Very good results, indicates the pipeline is highly reliable when predicting for protomers. This is without exclusion of those false positives mentioned previously.

In [43]:
# remove false positives which have no classification but have extra_info indicating the diff in scope
df_filtered = df_res_protomers[~(
    (df_res_protomers['classification'] == 'Unclassified') &
    (df_res_protomers['extra_info'].notnull())
)]

# calc tp, fp, fn again
tp_v2 = len(df_filtered[ df_filtered['classification'] == 'Protomers' ])
fp_v2 = len(df_filtered[ df_filtered['classification'] != 'Protomers' ])
fn_v2 = divese_pairs_df.shape[0] - tp_v2

fp_v2 -= 13 # account for cases where their is disagreement in scope (parent-child, diasteromers etc.)

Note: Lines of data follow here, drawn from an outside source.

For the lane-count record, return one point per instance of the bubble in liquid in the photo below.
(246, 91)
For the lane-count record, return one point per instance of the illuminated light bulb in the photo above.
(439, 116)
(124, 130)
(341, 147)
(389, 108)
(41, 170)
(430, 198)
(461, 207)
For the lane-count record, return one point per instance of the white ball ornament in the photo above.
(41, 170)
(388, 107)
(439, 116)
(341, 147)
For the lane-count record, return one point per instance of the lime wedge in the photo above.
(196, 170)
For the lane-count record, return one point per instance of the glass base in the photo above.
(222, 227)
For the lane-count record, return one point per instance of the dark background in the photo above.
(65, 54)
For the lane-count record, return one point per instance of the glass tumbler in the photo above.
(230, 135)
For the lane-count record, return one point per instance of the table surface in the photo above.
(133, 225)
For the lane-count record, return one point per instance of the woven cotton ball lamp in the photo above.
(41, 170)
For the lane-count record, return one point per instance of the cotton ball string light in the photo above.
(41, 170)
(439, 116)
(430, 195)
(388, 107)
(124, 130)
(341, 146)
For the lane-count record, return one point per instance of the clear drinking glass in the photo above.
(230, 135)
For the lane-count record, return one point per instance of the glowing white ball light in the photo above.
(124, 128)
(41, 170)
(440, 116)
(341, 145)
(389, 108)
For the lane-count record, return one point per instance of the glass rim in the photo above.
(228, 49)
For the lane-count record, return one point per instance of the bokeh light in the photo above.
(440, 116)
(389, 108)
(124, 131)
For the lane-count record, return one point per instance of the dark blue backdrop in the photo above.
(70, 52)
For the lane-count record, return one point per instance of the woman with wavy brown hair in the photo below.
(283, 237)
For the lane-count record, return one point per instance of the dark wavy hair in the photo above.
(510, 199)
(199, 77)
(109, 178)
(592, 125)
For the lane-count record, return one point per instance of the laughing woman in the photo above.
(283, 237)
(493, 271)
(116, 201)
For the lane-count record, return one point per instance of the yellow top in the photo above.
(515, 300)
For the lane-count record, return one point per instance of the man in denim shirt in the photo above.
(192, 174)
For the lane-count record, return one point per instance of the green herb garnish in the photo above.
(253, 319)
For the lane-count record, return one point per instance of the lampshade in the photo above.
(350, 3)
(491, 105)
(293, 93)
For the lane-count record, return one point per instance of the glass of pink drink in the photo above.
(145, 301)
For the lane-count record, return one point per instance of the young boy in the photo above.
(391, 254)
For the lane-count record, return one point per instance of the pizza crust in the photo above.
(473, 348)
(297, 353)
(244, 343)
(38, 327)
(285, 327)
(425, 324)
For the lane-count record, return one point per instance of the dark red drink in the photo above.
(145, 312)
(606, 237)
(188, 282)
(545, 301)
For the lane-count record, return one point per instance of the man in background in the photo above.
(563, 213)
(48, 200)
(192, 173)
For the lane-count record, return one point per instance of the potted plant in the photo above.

print(f"TP: {tp_v2}, FP: {fp_v2}, FN: {fn_v2}")

TP: 3216, FP: 0, FN: 149


In [44]:
# calculate precision, recall, f1
precision_v2 = tp_v2 / (tp_v2 + fp_v2) if (tp_v2 + fp_v2) > 0 else 0
recall_v2 = tp_v2 / (tp_v2 + fn_v2) if (tp_v2 + fn_v2) > 0 else 0
f1_v2 = 2 * (precision_v2 * recall_v2) / (precision_v2 + recall_v2) if (precision_v2 + recall_v2) > 0 else 0

print(f"Precision: {precision_v2:.2%}, Recall: {recall_v2:.2%}, F1 Score: {f1_v2:.2%}")

Precision: 100.00%, Recall: 95.57%, F1 Score: 97.74%


This time we see 100% accuracy, though this was to be expected. This is a reflection of the internal scope of the pipeline, where as the initial results were a reflection of the real world scenario, which is certainly more applicable.